The essence of Hindu philosophy is that the soul is trapped inside the body and freedom through action leads to becoming one with the Supreme, thus removing fetters.
A Changed Captive

Every man is his own prisoner. Camus was wrong when he said every man is an island. He is not. He is a prisoner of what defines him—his conscience, his ambition, hate or compassion, humanitarian instincts, and his ideology. The essence of Hindu philosophy is that the soul is trapped inside the body and freedom through action leads to becoming one with the Supreme, thus removing fetters.

Rahul Gandhi is no committed Hindu. He is a prisoner of his agenda. The discovery of India captivated the boy who had grown up in a privileged, protected environment where family tradition dictated that his destiny was to rule India. So like his father, Rajiv, who reluctantly entered politics after the death of his fiercely ambitious brother Sanjay—who was bound to the dream of creating a modern India at any cost—Rahul, too, was a hesitant entrant. It is his karma as India’s politically blue-blooded scion to lead the party and the country, urged his partymen, who knew they would be in the wilderness without a Gandhi.

When Rahul arrived as the new hope of the Congress, there was a strong similarity to his father’s style. An introvert who relied on a coterie of technocrat friends armed with data and PowerPoint, earning him the sneering epithet of ‘rocket scientist’ from party elders, who feared being sidelined by a young upstart. The system, a rotten edifice of sycophancy, corruption and cynical electoral arithmetic, swung into action. It reminded them of the threat Rajiv Gandhi posed to their fiefdoms in his historic speech at the Congress Centenary Session held in Bombay on December 28, 1985. He called for the ouster of “brokers of power and influence, who dispense patronage to convert a mass movement into a feudal oligarchy”. It was ironic coming from a man who was himself part of a politically feudal oligarchy. Rajiv was a prisoner of his dream to change the party and India. His son Rahul inherited it. Rahul’s famous 2008 speech in Parliament about Kalavati, a poor farmer’s widow, earned him sneers and jeers from the Opposition, but he continued unfazed. Rahul, then, was a prisoner of his naivete, convinced that he could change the system. It is another matter that Kalavati suddenly catapulted to her five minutes of fame, tried her hand at politics, but that is not Rahul’s fault. He tried to understand his country, by staying over in the huts of the tribal poor, travelling second class in trains, and sleeping in the open in villages. His young followers followed suit, braving the mosquitoes, and that alone should have alerted him that sycophancy was the survival code in the system. But it didn’t.
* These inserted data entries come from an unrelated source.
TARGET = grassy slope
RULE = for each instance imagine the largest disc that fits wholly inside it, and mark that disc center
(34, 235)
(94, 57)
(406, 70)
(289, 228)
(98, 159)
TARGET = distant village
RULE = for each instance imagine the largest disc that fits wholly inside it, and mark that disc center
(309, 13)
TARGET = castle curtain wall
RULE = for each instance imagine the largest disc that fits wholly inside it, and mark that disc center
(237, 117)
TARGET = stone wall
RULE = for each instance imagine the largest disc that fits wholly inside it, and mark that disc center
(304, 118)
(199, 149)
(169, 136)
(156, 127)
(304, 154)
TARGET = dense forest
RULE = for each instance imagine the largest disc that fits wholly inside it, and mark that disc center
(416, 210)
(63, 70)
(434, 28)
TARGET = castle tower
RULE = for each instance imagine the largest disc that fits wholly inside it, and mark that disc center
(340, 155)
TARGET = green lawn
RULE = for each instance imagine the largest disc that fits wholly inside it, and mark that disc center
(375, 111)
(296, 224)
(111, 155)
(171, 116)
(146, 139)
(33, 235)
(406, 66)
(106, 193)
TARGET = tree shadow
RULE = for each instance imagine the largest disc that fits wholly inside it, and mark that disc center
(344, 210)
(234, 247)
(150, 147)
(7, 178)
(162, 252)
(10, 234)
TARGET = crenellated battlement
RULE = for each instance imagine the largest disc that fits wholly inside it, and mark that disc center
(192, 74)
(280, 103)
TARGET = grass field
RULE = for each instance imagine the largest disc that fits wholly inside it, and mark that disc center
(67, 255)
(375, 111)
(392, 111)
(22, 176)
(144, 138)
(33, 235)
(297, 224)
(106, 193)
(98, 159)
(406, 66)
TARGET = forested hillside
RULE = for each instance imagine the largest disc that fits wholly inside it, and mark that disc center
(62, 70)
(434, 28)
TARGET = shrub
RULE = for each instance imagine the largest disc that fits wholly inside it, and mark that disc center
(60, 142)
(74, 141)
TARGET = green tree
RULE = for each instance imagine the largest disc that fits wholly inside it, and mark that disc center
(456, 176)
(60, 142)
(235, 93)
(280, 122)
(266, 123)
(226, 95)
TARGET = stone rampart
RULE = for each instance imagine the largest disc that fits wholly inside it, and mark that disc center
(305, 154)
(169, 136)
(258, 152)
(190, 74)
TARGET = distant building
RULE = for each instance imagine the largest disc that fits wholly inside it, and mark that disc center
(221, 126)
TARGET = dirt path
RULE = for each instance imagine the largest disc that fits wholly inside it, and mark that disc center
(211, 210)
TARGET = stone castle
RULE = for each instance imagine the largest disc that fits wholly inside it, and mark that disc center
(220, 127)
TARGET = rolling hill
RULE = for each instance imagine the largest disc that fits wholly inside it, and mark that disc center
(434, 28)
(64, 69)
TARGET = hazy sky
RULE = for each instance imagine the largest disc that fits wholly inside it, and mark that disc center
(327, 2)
The Congress party got wiped out by Modi. Modi beat the establishment by becoming the establishment himself. Every politician is a captive of the need for relevance. Rahul has realised that. The new Rahul’s vicious personal attacks in Parliament, his attempt to co-opt the President of India in a film institute squabble, and his ritualistic visit to protesting ex-servicemen wearing a cap with OROP printed on it shows that he has changed. His conscience and altruism have given way to the time-tested cynicism of the very same party politics he and his father tried to change. The establishment has succeeded in capturing him in the end. Rahul is no longer his own prisoner but theirs. Some see it as maturing. But in reality, it is a life sentence.